Message ID | 20210421013404.17383-1-congdanhqx@gmail.com (mailing list archive) |
---|---|
State | New, archived |
Headers | show |
Series | mailinfo: strip CR from base64/quoted-printable email | expand |
Đoàn Trần Công Danh <congdanhqx@gmail.com> writes: > When an SMTP server receives an 8-bit email message, possibly with only > LF as line ending, some of those servers decide to change said LF to > CRLF. > > Some other SMTP servers, when receives an 8-bit email message, decide to > encoding such message in base64 and/or quoted-printable instead. encoding -> encode > > If an email is transfered through those 2 email servers in order, the > final recipients will receive an email contains a patch mungled with > CRLF encoded inside another encoding. Thus, such CR couldn't be dropped > by mailsplit. Such accidents have been observed in the wild [1]. > > Let's guess if such CR was added automatically and strip them in > mailinfo. > > [1]: https://nmbug.notmuchmail.org/nmweb/show/m2lf9ejegj.fsf%40guru.guru-group.fi > > Signed-off-by: Đoàn Trần Công Danh <congdanhqx@gmail.com> > --- > > I'm not sure if guessing the heuristic to strip CR is a good approach. > I think it's better to pass --keep-cr down from git-am. > Let's say --keep-cr=<yes|no|auto> It matches my instinct to tie this with the existing --keep-cr option, even though I admit that I haven't thought things through. .

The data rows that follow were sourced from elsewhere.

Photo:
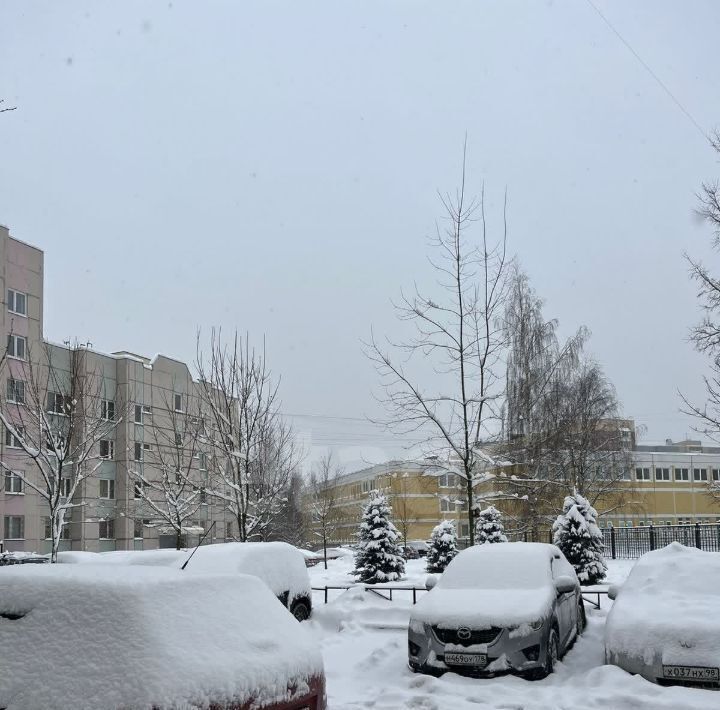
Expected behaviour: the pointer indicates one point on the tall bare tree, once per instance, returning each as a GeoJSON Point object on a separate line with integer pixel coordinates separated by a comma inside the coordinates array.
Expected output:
{"type": "Point", "coordinates": [460, 333]}
{"type": "Point", "coordinates": [323, 496]}
{"type": "Point", "coordinates": [52, 417]}
{"type": "Point", "coordinates": [170, 472]}
{"type": "Point", "coordinates": [255, 448]}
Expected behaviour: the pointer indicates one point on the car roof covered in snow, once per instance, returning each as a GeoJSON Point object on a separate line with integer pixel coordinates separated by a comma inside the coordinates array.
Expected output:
{"type": "Point", "coordinates": [667, 609]}
{"type": "Point", "coordinates": [106, 636]}
{"type": "Point", "coordinates": [280, 565]}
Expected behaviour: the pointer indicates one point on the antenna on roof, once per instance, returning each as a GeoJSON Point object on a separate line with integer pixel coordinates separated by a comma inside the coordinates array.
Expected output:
{"type": "Point", "coordinates": [198, 545]}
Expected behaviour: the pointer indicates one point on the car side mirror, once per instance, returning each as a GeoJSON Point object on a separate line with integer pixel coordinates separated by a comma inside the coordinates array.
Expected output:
{"type": "Point", "coordinates": [565, 584]}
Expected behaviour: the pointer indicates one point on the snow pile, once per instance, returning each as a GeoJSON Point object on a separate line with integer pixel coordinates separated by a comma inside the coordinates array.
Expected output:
{"type": "Point", "coordinates": [443, 547]}
{"type": "Point", "coordinates": [489, 527]}
{"type": "Point", "coordinates": [378, 558]}
{"type": "Point", "coordinates": [492, 585]}
{"type": "Point", "coordinates": [280, 565]}
{"type": "Point", "coordinates": [576, 533]}
{"type": "Point", "coordinates": [121, 637]}
{"type": "Point", "coordinates": [667, 610]}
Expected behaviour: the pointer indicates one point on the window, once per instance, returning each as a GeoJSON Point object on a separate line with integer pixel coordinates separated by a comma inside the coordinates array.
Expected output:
{"type": "Point", "coordinates": [107, 449]}
{"type": "Point", "coordinates": [106, 530]}
{"type": "Point", "coordinates": [17, 302]}
{"type": "Point", "coordinates": [14, 527]}
{"type": "Point", "coordinates": [662, 474]}
{"type": "Point", "coordinates": [13, 441]}
{"type": "Point", "coordinates": [107, 488]}
{"type": "Point", "coordinates": [700, 474]}
{"type": "Point", "coordinates": [58, 403]}
{"type": "Point", "coordinates": [107, 410]}
{"type": "Point", "coordinates": [17, 346]}
{"type": "Point", "coordinates": [13, 483]}
{"type": "Point", "coordinates": [682, 474]}
{"type": "Point", "coordinates": [16, 391]}
{"type": "Point", "coordinates": [642, 474]}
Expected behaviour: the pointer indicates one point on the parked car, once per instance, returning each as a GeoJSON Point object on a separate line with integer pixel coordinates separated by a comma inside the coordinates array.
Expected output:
{"type": "Point", "coordinates": [178, 640]}
{"type": "Point", "coordinates": [510, 607]}
{"type": "Point", "coordinates": [664, 622]}
{"type": "Point", "coordinates": [280, 565]}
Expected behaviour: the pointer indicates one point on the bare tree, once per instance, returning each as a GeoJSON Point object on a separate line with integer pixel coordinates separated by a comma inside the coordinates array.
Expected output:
{"type": "Point", "coordinates": [255, 448]}
{"type": "Point", "coordinates": [323, 495]}
{"type": "Point", "coordinates": [460, 333]}
{"type": "Point", "coordinates": [169, 472]}
{"type": "Point", "coordinates": [52, 417]}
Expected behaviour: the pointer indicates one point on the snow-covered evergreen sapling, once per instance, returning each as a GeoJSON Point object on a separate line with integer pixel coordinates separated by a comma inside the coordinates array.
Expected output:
{"type": "Point", "coordinates": [489, 527]}
{"type": "Point", "coordinates": [443, 546]}
{"type": "Point", "coordinates": [576, 533]}
{"type": "Point", "coordinates": [378, 558]}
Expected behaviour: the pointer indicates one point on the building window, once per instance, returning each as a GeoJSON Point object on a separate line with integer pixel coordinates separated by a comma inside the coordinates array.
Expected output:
{"type": "Point", "coordinates": [642, 474]}
{"type": "Point", "coordinates": [106, 529]}
{"type": "Point", "coordinates": [12, 441]}
{"type": "Point", "coordinates": [700, 474]}
{"type": "Point", "coordinates": [17, 302]}
{"type": "Point", "coordinates": [16, 391]}
{"type": "Point", "coordinates": [14, 527]}
{"type": "Point", "coordinates": [107, 410]}
{"type": "Point", "coordinates": [17, 347]}
{"type": "Point", "coordinates": [107, 449]}
{"type": "Point", "coordinates": [682, 474]}
{"type": "Point", "coordinates": [58, 403]}
{"type": "Point", "coordinates": [13, 483]}
{"type": "Point", "coordinates": [107, 488]}
{"type": "Point", "coordinates": [662, 474]}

On 2021-04-21 at 01:34:04, Đoàn Trần Công Danh wrote: > When an SMTP server receives an 8-bit email message, possibly with only > LF as line ending, some of those servers decide to change said LF to > CRLF. > > Some other SMTP servers, when receives an 8-bit email message, decide to > encoding such message in base64 and/or quoted-printable instead. This really isn't an SMTP server. It's mailing list software, namely mailman, and I would argue it's a bug, even though we may want to work around it. For example, re-encoding the message breaks DKIM signatures, which means that mailman is likely to cause mail to be needlessly rejected. 8BITMIME is now so common with SMTP that I'd argue that we should just write off servers that don't support it (especially in the context of SMTPUTF8 existing), but this isn't the case of an SMTP server being stuck in the last century. Can we say more accurately that this is mailing list software (or just call it out by name)? > If an email is transfered through those 2 email servers in order, the > final recipients will receive an email contains a patch mungled with > CRLF encoded inside another encoding. Thus, such CR couldn't be dropped > by mailsplit. Such accidents have been observed in the wild [1]. > > Let's guess if such CR was added automatically and strip them in > mailinfo. > > [1]: https://nmbug.notmuchmail.org/nmweb/show/m2lf9ejegj.fsf%40guru.guru-group.fi > > Signed-off-by: Đoàn Trần Công Danh <congdanhqx@gmail.com> > --- > > I'm not sure if guessing the heuristic to strip CR is a good approach. > I think it's better to pass --keep-cr down from git-am. > Let's say --keep-cr=<yes|no|auto> I think we may want a separate option here. When I send a 7bit or 8bit body, I expect text canonicalization on the line endings. However, when I send a base64 or quoted-printable body, I don't expect my data to be modified at all, and absent a compelling reason, doing so is incorrect. In most cases, using base64 or quoted-printable is going to mean that the sender knew that the body shouldn't be modified, not that mailman modified it, so we should make line munging in this case opt-in.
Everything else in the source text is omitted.